February 19, 2005
I just read Lilo's post, and was shaking my head at the wisdom of the fourth point. My family has always had cats. The earliest I can remember is Samantha, when I was four. She was a black-and-white long hair, and perhaps that's why I have a fondness for that kind of cat (like Lilo). After moving into this house, I discovered a tendency in cats that I can't explain.

For reasons that I won't go in to here (let's just assume they are valid), we don't have a door on the master bathroom. If this is too much information, you better stop reading here... There have been three cats that have lived or live here since we've been here. They all seem inclined to take advantage of "the captive audience" of me on the toilet. When my last wife was still here, her cat Simba (Indian name: Climbed and scratched Expedition and was subsequently removed of claws) would corner me on the throne to tell me the stories of his life. Strangely, he would feel the need to get comfortable with this telling, and would try to nest in my ankle-located pants and underwear.

Well, Simba has moved to another house now and I'm left with Sandy and Lilo. Sandy (Indian name: Poops on floor and doesn't give a damn) saunters in and proceeds to rub against my legs and talk about her day as well. You have no idea how difficult a cat's life can be. She is a bit skittish, and leaves as soon as Lilo comes in to do the same. Lilo (Indian name: Rules the world and will kick your butt if you disagree), however is more bold on the story telling. If he thinks I'm not paying attention, he puts his front paws on my knees to make sure I'm focused on the important things (which does not include the business for which I'm on the porcelain throne).

I love all animals, and have had some very smart dogs. Dogs have some respect for people and accept that people have at least some intelligence. Cats, however, think we are stupid. That's why every morning they ball and wail until they get their breakfast. They figure we must have forgotten from five seconds ago when they asked for it. Being on the toilet just gives them an opportunity to corner us for conversations that we don't understand (ok, maybe they are smarter than us).
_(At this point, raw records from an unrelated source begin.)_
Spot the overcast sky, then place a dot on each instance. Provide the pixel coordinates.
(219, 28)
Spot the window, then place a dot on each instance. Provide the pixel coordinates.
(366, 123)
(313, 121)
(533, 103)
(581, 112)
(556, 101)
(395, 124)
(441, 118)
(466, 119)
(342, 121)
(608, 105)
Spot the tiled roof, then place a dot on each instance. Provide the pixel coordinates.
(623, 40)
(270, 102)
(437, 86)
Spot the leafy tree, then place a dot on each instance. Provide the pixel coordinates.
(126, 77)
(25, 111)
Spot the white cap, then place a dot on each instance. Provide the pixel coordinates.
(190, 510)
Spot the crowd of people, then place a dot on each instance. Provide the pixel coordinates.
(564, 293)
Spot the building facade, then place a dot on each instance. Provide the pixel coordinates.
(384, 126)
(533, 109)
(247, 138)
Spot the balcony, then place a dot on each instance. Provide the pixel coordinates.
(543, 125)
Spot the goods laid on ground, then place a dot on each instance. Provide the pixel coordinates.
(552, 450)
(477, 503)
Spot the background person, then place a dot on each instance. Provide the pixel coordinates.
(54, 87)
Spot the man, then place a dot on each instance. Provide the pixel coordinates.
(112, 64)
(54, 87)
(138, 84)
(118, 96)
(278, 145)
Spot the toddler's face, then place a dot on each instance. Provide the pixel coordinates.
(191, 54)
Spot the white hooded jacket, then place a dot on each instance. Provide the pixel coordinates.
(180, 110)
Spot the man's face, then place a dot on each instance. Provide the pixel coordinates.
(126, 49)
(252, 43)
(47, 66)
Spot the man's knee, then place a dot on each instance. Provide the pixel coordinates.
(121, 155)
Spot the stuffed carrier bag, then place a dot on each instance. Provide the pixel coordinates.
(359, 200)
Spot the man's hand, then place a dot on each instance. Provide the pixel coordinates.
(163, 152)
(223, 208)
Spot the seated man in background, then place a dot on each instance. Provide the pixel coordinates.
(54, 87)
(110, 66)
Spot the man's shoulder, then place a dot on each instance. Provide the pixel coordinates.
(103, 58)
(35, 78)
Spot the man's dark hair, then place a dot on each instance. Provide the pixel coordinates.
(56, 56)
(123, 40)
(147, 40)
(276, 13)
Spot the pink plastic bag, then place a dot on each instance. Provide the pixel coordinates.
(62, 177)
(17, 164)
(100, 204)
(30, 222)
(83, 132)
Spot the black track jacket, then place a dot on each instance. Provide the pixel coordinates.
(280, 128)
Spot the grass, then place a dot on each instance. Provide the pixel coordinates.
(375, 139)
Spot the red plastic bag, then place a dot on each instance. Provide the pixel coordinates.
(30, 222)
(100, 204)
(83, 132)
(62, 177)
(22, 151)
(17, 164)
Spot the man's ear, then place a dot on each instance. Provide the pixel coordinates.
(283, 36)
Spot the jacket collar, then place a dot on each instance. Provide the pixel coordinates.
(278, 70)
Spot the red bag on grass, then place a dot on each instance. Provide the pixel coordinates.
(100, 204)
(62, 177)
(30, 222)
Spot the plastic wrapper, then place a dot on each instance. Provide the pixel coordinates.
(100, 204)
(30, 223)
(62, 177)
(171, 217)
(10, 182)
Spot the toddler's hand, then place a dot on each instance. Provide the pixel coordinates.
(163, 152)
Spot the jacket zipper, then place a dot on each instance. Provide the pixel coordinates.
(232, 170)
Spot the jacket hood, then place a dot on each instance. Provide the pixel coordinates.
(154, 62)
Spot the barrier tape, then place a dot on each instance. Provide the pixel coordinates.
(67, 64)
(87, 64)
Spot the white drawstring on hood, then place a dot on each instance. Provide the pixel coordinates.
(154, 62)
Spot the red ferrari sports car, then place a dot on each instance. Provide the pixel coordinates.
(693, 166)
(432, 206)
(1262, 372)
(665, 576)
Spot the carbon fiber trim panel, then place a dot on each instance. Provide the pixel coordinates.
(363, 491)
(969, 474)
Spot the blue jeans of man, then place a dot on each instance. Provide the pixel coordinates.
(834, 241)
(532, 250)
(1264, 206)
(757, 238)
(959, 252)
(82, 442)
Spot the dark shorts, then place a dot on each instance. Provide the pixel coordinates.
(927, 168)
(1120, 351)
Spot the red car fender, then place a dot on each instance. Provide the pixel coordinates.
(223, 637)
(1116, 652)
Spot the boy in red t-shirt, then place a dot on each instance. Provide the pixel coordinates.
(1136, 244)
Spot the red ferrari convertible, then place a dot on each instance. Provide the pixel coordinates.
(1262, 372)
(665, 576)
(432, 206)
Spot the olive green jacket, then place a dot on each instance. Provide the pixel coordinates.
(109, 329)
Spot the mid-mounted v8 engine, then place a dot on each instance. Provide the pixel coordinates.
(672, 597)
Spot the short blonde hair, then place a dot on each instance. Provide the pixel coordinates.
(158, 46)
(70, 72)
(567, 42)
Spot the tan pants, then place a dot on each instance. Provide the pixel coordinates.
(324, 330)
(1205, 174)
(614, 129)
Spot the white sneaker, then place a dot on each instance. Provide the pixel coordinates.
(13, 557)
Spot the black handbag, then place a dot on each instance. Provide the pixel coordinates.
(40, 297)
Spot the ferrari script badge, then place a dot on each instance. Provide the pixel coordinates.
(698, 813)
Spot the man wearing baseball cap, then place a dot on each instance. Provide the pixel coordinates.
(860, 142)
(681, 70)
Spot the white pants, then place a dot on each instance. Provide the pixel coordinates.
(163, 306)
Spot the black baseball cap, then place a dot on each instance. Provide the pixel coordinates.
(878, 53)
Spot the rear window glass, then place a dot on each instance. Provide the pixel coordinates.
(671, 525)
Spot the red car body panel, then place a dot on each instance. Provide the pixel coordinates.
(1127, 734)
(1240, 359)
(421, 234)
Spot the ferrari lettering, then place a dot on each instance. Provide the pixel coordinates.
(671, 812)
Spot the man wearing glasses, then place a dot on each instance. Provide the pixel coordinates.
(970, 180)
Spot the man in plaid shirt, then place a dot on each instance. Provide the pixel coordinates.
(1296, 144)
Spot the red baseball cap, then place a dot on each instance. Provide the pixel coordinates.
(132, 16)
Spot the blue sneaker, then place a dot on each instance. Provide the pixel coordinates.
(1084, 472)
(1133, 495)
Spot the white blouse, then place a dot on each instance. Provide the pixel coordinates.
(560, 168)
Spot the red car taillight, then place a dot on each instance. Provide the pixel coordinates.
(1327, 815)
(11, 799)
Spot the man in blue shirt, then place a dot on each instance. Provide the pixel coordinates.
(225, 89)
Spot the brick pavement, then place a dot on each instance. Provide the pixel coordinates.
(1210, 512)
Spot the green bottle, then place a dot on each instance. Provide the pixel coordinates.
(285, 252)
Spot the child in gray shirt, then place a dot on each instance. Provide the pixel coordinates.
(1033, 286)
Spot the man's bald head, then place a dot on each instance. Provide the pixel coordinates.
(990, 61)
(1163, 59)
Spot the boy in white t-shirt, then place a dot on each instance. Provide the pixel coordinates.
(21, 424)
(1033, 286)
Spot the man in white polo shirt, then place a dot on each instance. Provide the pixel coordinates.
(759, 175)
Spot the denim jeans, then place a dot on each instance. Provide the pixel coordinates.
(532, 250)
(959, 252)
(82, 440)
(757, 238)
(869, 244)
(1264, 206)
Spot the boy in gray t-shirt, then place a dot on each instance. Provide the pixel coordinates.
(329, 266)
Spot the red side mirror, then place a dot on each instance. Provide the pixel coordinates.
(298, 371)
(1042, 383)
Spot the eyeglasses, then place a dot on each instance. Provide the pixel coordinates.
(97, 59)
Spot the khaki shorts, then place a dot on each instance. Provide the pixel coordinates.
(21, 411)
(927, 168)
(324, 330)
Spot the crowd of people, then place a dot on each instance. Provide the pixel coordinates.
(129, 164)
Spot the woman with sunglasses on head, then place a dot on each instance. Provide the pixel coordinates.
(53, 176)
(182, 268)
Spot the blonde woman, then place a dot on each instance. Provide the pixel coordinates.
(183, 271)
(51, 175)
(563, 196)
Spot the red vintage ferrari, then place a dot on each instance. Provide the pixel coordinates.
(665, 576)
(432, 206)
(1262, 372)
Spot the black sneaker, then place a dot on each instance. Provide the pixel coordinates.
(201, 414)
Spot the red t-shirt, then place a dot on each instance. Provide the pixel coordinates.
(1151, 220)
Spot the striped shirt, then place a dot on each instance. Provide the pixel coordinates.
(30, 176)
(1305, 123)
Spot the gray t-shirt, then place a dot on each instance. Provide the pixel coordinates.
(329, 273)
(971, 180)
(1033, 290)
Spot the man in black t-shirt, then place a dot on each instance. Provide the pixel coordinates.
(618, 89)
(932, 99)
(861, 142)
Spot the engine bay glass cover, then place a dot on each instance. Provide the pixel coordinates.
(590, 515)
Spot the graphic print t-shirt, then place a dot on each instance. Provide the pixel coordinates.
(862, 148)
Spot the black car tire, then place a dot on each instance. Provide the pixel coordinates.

I swear that when Sandy and Lilo leave the bathroom after one of these episodes, they shake their heads in a way that indicates I must be an idiot...
Feral
Ozarkyn • 11:31 PM • 2 commentstrackback
I have recently come to the conclusion that I am the Buddha reincarnated in cat form. The two-leggeds who subscribe to Buddhism believe that the Buddha is in us all, but for cats? It's just me. So, in an effort to reach all cats I'm channeling the following thoughts of wisdom...

  • The squeaky wheel may get the grease, but would good is that? The balling cat gets whatever it wants.


  • The world is big and beautiful, but when your feet get wet, go back inside.


  • Alarm clocks have snooze buttons, cats don't. Use it.


  • A captive audience is much more susceptible to listening to your desires and ultimately appeasing them. There is no audience more captive than the one that is on the toilet.


  • You can break, chase, destroy or deficate on anything as long as you can give a cute face, snuggle, and purr.


  • Follow up: depending on the item broken, chased, destroyed, or deficated on, you may have to increase the quantiities of cuteness, snuggling, and purring to continue getting your way.


  • Beware of the two-legged children: prolonged exposure may rid you of use of your legs, as they believe you must be carried everywhere.... even to the catbox.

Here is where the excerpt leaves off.